Microsoft does not include third party apps in Windows, that would be the resellers: Dell, HP, Lenovo, Samsung, Sony, etc. So again, no liability to MS for Roxio software.
Where MS gets into trouble is that they do include certain certain functionality in their "kernel" that more properly belongs on a different functionality level, like Internet Explorer.* They exacerbate the issue by including things like activeX to make programming easier, but that adversely impacts security.
*With more recent OSes MS have tried to make this differentiation in their reporting, but since it still all comes in one mostly un-editable package, I find it a less useful distinction than it is in Linux.
"Read the EULA - they're not responsible for anything at all anywhere ever"

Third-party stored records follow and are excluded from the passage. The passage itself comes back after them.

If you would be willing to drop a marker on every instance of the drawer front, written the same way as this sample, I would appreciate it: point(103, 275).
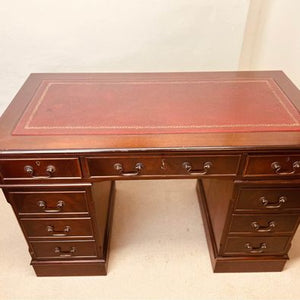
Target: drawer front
point(170, 165)
point(64, 250)
point(57, 228)
point(256, 245)
point(273, 166)
point(264, 224)
point(40, 168)
point(49, 202)
point(268, 199)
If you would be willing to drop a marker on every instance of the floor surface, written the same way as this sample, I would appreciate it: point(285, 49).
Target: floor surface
point(158, 251)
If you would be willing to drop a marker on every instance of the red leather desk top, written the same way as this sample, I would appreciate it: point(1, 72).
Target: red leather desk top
point(61, 107)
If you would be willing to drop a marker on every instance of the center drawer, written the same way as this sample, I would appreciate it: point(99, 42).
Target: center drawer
point(57, 228)
point(192, 165)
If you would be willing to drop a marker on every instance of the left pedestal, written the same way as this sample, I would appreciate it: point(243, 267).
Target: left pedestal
point(67, 227)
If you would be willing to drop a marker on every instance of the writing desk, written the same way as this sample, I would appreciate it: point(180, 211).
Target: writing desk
point(66, 138)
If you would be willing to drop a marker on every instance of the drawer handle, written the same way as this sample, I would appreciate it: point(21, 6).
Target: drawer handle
point(254, 250)
point(43, 205)
point(188, 167)
point(277, 168)
point(258, 228)
point(69, 253)
point(268, 204)
point(64, 232)
point(119, 168)
point(49, 171)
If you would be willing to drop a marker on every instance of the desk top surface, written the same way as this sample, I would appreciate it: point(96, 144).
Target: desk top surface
point(153, 110)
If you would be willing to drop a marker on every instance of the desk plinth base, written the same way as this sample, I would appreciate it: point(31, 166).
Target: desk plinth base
point(223, 264)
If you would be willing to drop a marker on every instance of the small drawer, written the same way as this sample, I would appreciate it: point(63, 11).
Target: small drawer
point(39, 168)
point(257, 245)
point(49, 202)
point(193, 165)
point(272, 166)
point(63, 250)
point(57, 228)
point(268, 199)
point(263, 224)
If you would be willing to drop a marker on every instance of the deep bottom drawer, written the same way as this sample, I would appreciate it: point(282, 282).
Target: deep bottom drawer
point(257, 245)
point(64, 250)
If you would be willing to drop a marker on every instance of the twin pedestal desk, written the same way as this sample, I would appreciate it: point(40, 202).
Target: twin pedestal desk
point(66, 138)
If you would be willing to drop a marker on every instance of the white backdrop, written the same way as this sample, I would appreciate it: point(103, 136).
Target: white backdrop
point(116, 35)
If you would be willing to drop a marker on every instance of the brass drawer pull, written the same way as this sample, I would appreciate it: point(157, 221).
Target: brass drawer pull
point(69, 253)
point(43, 205)
point(188, 167)
point(258, 228)
point(49, 171)
point(254, 250)
point(277, 168)
point(64, 232)
point(267, 204)
point(119, 168)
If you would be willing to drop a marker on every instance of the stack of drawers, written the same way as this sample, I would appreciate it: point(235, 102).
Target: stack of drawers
point(56, 222)
point(265, 214)
point(56, 219)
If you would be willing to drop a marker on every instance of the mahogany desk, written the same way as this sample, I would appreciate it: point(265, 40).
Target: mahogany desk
point(66, 138)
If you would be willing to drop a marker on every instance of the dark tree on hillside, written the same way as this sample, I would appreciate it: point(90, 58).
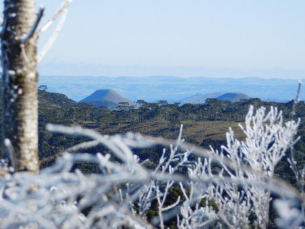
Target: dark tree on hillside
point(20, 116)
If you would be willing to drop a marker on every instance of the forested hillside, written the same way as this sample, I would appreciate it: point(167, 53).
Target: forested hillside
point(204, 124)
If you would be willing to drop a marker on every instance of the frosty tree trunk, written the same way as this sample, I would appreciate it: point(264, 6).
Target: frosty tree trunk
point(20, 78)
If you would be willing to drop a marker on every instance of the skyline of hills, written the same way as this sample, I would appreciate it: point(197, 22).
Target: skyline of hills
point(173, 89)
point(106, 97)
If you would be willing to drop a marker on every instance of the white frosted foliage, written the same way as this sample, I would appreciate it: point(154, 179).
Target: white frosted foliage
point(122, 194)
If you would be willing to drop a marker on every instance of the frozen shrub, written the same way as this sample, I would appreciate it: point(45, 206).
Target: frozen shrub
point(122, 194)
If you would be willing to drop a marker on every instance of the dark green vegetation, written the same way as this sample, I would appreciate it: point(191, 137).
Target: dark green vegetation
point(204, 125)
point(108, 98)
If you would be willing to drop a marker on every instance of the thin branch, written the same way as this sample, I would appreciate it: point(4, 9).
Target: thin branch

They wish. Just because you write something in an EULA doesn't mean you can enforce it - especially if it flies in the face of consumer protection law. (As Apple have recently discovered in Italy).
If Microsoft ship a tool with a security vulnerability with their OS, then I think they should be held responsible, yes.
Similarly, if BackTrack (and Debian of course) ship a tool with a security vulnerability with their OS, they should be held responsible for it.
I'm also tempted to say that if an OS vendor supplies a repository of packages for download (i.e. they're endorsing them), they should also be responsible for any security vulnerabilities in that, similarly to how Apple/Google are blamed for allowing security vulnerabilities in the AppStore/Play. I imagine that not many people will agree.
A user installing a 3rd party application from some unofficial source should obviously not be a reason to blame the OS vendor.
The issue is that there are a lot of people represent that everything that is available in distributions is "linux", however when one of these packages goes wrong, they say something along the lines of "it's for the package's developers to sort out" and "nothing to do with the OS." This doesn't happen for MS, MS make the stuff you download from them or the stuff on the install CD, there is a clearer demarcation point.